Cats Help Prisoners. Prisoners Help Cats.

The Pawsitive Prison Program offers beneficial form of therapy for cats and prisoners alike.

The Pawsitive Prison Program offers beneficial form of therapy for cats and prisoners alike.

Washington’s Kitsap Humane Society has new plans for stray cats: send them to prison. The initiative, a partnership with Mission Creek Corrections Center for Women in Belfair, Washington, places stray cats and kittens with inmates for rehabilitation purposes until they are ready to be adopted.

At present, 10 felines are a part of the approach, which launched Oct. 28. Dubbed the Pawsitive Prison Program, the initiative serves as a beneficial form of therapy for the cats and prisoners alike. It began with 12 cats but two were adopted within the first few weeks of launching.
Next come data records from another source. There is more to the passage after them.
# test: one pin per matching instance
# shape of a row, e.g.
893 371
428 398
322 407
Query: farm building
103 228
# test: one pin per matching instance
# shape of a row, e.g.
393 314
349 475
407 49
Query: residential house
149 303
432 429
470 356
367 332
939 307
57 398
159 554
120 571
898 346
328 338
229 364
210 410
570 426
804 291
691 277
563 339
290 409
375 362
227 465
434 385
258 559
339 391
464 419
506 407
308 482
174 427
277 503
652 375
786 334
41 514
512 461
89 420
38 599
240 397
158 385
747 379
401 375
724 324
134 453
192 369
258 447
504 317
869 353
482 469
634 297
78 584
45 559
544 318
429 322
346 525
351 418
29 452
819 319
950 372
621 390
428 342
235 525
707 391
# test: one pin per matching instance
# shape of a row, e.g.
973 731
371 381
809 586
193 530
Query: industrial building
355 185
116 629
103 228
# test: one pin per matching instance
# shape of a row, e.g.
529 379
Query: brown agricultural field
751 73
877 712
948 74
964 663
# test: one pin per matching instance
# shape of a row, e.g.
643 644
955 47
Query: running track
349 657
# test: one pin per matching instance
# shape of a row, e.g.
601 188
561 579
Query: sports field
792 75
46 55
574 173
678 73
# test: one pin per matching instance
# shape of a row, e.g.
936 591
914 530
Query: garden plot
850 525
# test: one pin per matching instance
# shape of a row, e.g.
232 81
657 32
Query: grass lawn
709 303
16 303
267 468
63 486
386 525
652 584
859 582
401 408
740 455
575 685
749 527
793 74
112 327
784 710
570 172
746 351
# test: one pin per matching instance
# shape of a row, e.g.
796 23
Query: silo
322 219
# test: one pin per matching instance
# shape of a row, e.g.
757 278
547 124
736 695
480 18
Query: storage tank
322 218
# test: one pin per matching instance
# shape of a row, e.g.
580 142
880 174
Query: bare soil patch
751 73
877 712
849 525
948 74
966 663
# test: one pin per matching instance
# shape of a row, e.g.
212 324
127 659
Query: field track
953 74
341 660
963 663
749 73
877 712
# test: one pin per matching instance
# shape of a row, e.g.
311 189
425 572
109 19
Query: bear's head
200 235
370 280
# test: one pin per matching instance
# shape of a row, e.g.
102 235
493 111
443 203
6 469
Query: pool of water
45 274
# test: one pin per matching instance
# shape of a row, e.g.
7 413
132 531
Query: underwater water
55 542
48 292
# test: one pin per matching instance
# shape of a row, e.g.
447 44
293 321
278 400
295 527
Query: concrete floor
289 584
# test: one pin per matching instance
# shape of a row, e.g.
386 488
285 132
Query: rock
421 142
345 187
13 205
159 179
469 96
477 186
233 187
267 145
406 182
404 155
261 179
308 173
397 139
“The animals have had a very positive impact on the program participants,” Angela Hosking, a corrections unit supervisor at Mission Creek Corrections Center for Women said. “The program has given a new sense of purpose for some, been therapeutic for others, and offered skill-building and experience to those who are interested in the veterinary field.”

The measure allows the cats to socialize and receive human love, care, and attention round-the-clock in the prisoner’s cells – things that will help them grow into well-adjusted adults. All while serving as a form of retribution for female caretakers.

“We definitely made mistakes,” said Shauna Teagle, imprisoned on drug dealing charges. “I feel this is my little bit of payback I can do.”

Teagle believes that caring for the cats has brought out her nurturing side, and will make her a better mother upon release.

Participation in the Pawsitive Prison Program is dependent upon two things to ensure the safety of the cats involved – applicants must be infraction-free for six months; and have no convictions for violent crimes against children, animals, or vulnerable adults.

“The kittens came from bad situations, and their behaviors have changed just like us,” Cydney Berthel, imprisoned on a theft conviction, told USA Today. “We’re nurturing them, and they’re nurturing us inmates. We’re rehabilitating the lives of these little kittens and rehabilitating our lives too. It’s [the program] a win-win for us. We’re all getting ready for a new start.”